Tim came home with bruised eyes and a hand-held
tooth which originated from his own mouth. His mom, Dena, was irate.
"Why didn't you fight back against that
little chickenshit?"
Dad told her to take it easy on the kid.
He handed Tim a bag of ice and put his tooth in a glass of milk.
Dena called the doctor.
Tim was crying. This was discordant
with his general nature. "What's her problem? Gary, I
was so pissed I would have killed that son of a bitch."
Dad cringed. "Look, don't let
him get to you like this. Don't let him get in your brain. You
did the right thing."
Dena heard this and stormed to their room.
Tim was bigger and stronger than J.J. There was no reason for
him to be hurt, in her mind.
My sister and I asked Dad about Tim's situation
with J.J., a few months later. She said something about Tim not being
able to beat up J.J.
"No, Tim could have cremated him."
Dad said. Tim was his son. As true of one as he would
ever have. His pride was evident in his voice and in the glean of
his eyes.
"So, why didn't he?" Kylie asked.
My dad shook his head. "I am proud
of you for qualifying for Nationals.
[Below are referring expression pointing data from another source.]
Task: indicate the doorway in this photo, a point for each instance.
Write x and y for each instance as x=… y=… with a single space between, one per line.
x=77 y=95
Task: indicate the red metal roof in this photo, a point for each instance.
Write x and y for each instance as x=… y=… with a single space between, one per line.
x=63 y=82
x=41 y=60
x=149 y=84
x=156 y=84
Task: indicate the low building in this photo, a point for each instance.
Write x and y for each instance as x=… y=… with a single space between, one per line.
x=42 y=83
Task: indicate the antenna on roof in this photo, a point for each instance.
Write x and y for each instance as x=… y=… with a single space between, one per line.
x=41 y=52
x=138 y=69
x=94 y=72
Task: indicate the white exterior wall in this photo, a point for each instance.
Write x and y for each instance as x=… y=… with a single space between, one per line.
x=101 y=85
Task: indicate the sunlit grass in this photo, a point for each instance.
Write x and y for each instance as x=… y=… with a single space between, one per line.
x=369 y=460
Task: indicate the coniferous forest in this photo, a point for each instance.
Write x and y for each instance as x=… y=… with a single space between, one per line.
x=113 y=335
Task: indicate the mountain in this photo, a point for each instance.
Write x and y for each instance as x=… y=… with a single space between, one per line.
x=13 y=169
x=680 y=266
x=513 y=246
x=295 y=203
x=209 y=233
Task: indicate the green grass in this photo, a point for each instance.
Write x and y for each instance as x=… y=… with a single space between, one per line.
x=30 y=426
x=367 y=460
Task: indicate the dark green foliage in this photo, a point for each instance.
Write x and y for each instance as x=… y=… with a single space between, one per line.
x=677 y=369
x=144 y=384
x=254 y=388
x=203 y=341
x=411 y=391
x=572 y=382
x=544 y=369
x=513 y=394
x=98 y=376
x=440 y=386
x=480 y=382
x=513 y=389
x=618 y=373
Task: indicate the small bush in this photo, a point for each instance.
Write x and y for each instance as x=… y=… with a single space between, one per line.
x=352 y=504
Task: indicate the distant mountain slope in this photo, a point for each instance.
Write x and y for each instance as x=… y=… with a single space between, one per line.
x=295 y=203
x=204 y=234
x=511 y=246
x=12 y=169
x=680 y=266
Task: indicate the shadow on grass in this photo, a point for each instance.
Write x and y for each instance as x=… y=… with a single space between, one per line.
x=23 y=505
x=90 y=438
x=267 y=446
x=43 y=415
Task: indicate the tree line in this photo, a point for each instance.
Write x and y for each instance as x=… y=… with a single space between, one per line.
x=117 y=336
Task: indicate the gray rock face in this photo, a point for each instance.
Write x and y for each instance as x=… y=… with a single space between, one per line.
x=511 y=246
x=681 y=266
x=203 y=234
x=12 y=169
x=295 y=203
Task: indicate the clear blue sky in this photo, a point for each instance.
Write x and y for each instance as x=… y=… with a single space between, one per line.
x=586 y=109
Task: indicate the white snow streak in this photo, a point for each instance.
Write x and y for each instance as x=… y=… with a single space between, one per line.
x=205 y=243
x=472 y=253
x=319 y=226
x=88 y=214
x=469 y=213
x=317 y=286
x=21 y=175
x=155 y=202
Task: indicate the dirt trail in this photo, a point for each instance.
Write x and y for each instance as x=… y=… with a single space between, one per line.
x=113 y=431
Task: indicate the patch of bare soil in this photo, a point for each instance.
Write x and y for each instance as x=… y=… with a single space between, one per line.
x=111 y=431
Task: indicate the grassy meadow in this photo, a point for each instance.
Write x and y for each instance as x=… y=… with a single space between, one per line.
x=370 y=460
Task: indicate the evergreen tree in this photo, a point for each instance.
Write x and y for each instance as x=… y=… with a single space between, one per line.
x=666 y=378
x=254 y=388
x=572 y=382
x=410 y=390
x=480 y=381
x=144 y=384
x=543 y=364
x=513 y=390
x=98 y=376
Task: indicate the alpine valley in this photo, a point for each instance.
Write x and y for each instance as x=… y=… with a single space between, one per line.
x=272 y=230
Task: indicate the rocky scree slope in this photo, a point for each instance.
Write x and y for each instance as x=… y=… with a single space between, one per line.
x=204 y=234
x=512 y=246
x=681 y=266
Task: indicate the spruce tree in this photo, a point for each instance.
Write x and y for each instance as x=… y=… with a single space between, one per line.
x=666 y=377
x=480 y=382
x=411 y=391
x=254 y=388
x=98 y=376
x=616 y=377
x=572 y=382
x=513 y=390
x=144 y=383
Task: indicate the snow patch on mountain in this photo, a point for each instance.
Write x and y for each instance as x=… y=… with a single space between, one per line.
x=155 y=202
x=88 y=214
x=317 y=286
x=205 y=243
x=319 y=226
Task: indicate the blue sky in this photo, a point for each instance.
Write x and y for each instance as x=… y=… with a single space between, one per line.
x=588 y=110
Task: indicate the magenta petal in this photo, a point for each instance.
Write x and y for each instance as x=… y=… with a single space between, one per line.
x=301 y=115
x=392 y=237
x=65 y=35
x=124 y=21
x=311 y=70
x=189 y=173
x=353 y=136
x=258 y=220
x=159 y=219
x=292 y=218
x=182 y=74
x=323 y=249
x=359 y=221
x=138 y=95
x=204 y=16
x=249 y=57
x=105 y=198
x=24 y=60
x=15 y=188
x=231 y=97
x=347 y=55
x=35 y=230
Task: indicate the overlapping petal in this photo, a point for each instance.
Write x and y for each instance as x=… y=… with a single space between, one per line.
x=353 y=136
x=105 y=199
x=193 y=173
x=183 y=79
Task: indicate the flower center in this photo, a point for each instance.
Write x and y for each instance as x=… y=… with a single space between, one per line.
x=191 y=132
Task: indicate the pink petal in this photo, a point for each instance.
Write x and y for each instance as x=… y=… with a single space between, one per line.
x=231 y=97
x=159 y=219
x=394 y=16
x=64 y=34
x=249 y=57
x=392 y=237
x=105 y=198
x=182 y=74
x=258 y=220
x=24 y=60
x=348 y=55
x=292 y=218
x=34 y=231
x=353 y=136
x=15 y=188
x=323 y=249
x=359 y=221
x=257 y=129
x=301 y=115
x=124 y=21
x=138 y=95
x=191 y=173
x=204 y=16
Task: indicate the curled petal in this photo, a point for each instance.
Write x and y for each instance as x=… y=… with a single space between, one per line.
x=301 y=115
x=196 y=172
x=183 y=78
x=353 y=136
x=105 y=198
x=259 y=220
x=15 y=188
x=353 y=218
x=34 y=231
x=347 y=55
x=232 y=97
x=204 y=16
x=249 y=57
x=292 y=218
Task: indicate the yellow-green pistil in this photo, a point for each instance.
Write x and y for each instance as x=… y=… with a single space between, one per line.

What is your state ranking?"
I was in my early 20s the next time we were
able to go to a family reunion. It was in Colorado. Dad, his new
family, Kylie and I all went. The trip was hell. Alexa, the four-year
old step-niece was fun, but overly energetic for the trip. Dad was
her favorite person and she insisted on riding with him, at all times.
Family dynamics mandated that Alexa's mom, Tiffany, my sister and
I were all in one car along with Alexa and my dad.
Constantly bombarded with questions, Tiffany,
my sister and I closed our conversation to Lex. She willingly engaged
with "Papa." Dad tenderly explained to her, as the plains
were slowly replaced with the Rocky Mountains, that in the mountains there
was a lot of snow. It melted in the late spring so the rivers of
Colorado seldom dried up. She didn't really understand, but she nodded
her head and pretended she knew exactly what he was saying.
We took the Highway 40 exit off of Interstate
25. This route was familiar to Dad and I. Kylie was too young
to remember, but I suspect she had vague flashes. I looked around
and a feeling of warmth overwhelmed me. New bright red playground
equipment replaced the rusty old swingset in the park centering our old
neighborhood. Our white house was now cream with brown trim. It
looked better than it used to. The old yard with dying brown grass
was replaced
with bright green, lined by white and bright pink peonies and some daffodils.
I fit myself into the corner of the car and
drifted to a slumberless sleep. Tiff and Kylie were talking about some
guy Tiff would set her up with.
"Papa, what's that building?"
I opened my eyes. I wanted to know,
too, I guess. The red brick was crumbling and the buildings around
it were more devastated than I remember them being. The paint was
not even existent, anymore. The wood was grey and splintering. The
windows were all broken or at least cracked.
"It's an old Army Recruitment Office,
Lexa-Love."
"Oh." She didn't know what
that meant but she wouldn't ask another question.